Uno de los grandes méritos del amigo Manolito era que lo mismo hacía sentirse en su mejor ambiente a su viejo y gran amigo Alberto Muller que al último recién llegado de Cuba, independientemente de su pasado político o su vieja condición social. Todos nos convertimos en amigos y colegas. Era uno de los muchos dones que el Altísimo confirió a nuestro “Gordo”. Si era posible algún grado de reconciliación, lo cual es difícil, Manolito lo lograba.
No sería capaz de hacer la lista de aquellos que conocí allí. Al gran autor Armando Couto y al siempre jocoso Bernardo Martínez Niebla, a mi compañero de “Viernes de Historia” Agustín Tamargo y a la popular Olguita Guillot. En la librería me encontré con Teresa Casuso y con Lydia Cabrera. Ser cubano era lo más importante para nosotros. Miami ya era no solo una capital de América Latina sino en cierta forma la capital de Cuba Libre.
No puedo enumerar los prólogos que escribí para libros publicados por Ediciones Universal. Y los artículos que escribí sobre ellos eran publicados semanalmente en Diario las Américas y frecuentemente en otras publicaciones, entre ellas El Nuevo Herald y la prensa dominicana. Un buen número de ellos los presenté en la Casa Bacardí de la Universidad de Miami. La lista sigue y sigue.
En mi automóvil llevé a la librería a Leví Marrero y también a Herminio Portell Vilá y a Manuel Moreno Fraginals, a quienes identifiqué siempre como grandes maestros.
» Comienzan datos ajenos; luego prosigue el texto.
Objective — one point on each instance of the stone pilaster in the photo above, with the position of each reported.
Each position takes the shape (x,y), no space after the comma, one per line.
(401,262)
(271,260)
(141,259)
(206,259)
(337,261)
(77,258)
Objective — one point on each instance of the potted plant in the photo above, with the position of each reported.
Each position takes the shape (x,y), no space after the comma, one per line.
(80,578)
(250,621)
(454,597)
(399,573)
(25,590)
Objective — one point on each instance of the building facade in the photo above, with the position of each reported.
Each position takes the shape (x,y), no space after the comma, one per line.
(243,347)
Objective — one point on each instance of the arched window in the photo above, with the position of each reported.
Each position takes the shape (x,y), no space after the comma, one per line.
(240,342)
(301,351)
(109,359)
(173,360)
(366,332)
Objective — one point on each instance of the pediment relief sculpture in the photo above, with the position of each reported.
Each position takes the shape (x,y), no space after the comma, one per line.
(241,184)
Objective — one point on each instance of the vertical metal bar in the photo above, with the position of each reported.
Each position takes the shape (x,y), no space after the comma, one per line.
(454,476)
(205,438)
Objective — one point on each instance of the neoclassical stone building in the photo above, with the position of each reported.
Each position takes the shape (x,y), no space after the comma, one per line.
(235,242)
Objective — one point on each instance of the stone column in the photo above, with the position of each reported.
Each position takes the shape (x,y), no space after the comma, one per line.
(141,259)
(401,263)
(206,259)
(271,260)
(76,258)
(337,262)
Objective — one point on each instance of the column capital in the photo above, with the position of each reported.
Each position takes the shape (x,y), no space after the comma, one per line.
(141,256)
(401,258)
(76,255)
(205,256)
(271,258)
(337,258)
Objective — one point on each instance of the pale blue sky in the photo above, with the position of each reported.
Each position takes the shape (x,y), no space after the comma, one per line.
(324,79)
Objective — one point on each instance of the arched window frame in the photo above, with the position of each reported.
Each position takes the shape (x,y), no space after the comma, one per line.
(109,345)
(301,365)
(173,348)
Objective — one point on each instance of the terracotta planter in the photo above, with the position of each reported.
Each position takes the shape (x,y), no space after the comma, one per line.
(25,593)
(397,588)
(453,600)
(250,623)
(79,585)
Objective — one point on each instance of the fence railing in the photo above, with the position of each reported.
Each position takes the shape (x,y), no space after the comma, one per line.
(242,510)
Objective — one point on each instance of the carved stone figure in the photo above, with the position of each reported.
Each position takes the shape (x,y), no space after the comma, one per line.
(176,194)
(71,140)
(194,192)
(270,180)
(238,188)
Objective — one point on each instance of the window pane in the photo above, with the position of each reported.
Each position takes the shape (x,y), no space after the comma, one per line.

Con bastante frecuencia visitaba la librería en compañía de Enrique Ros con quien desayunaba a veces en algún restaurante. Y este cubano, que sólo sabe jugar al dominó y no conoce casi nada de pelota, conoció en la librería a deportistas cuyos nombres sólo había escuchado por medio de la radio en su vieja casona de Colón, Matanzas, o en los camiones de su padre.
Lo que voy compartiendo pudiera parecer exageración, pero sucede que estuve presente el mismo día en que se inauguró la librería y también en el último en que pudimos compartir en aquel local, casi sagrado para muchos de nosotros. Si sigo mencionando nombres cometeré un gravísimo pecado de omisión. Allí conocí, y ahora si exagero, a casi todo el mundo.
Cuando recorro lo que mi buena esposa me permite conservar todavía de aquella biblioteca que fui formando desde los años sesenta, vuelvo inmediatamente a recordar la Librería Universal y a mi amigo Manolito. Como tampoco podré olvidar a los padres de Salvat, a su distinguida esposa y a una de sus hijas que allí trabajaba. Han sido una muy leal continuación de las bondades de aquel noble y amistoso sagüero que siempre hablaba de su pueblo, de su Colegio Belén y de su Agrupación Católica Universitaria.
Todo era amistad y afecto, compañerismo de desterrados, creyentes e incrédulos, católicos y protestantes. No puedo olvidar mis conversaciones allí con mi entrañable Luis Fernández Caubí, otro sagüero ilustre, que jugaba conmigo mientras comparábamos amistosamente su “teología aristotélico tomista” (por utilizar sus palabras) con mi muy moderado calvinismo matancero (por darle un nombre).
Escuchábamos entonces “el resumen del discurso oído” en la palabra, siempre cubana y jocosa de otro gran cliente de la librería, el inolvidable “Pepito» Sánchez Boudy, tan leal a la Universal como la brújula al polo. Su carácter amante de la diversión no ocultaba su erudición, que era impresionante. No puedo hablar de la librería sin recordar a quien fue mi siempre amigo Sánchez Boudy.
Adiós, querido amigo Manolito, aquí quedamos por el momento y seguiremos como nuestro compatriota Heredia recordando “las palmas” de nuestra “nativa Cuba” y como el también poeta cubano Zenea aceptando vivir en “las nieves y las brumas del cielo del septentrión”. Eso sí, no te olvidaremos nunca, hermano del alma. Hasta luego Salvat.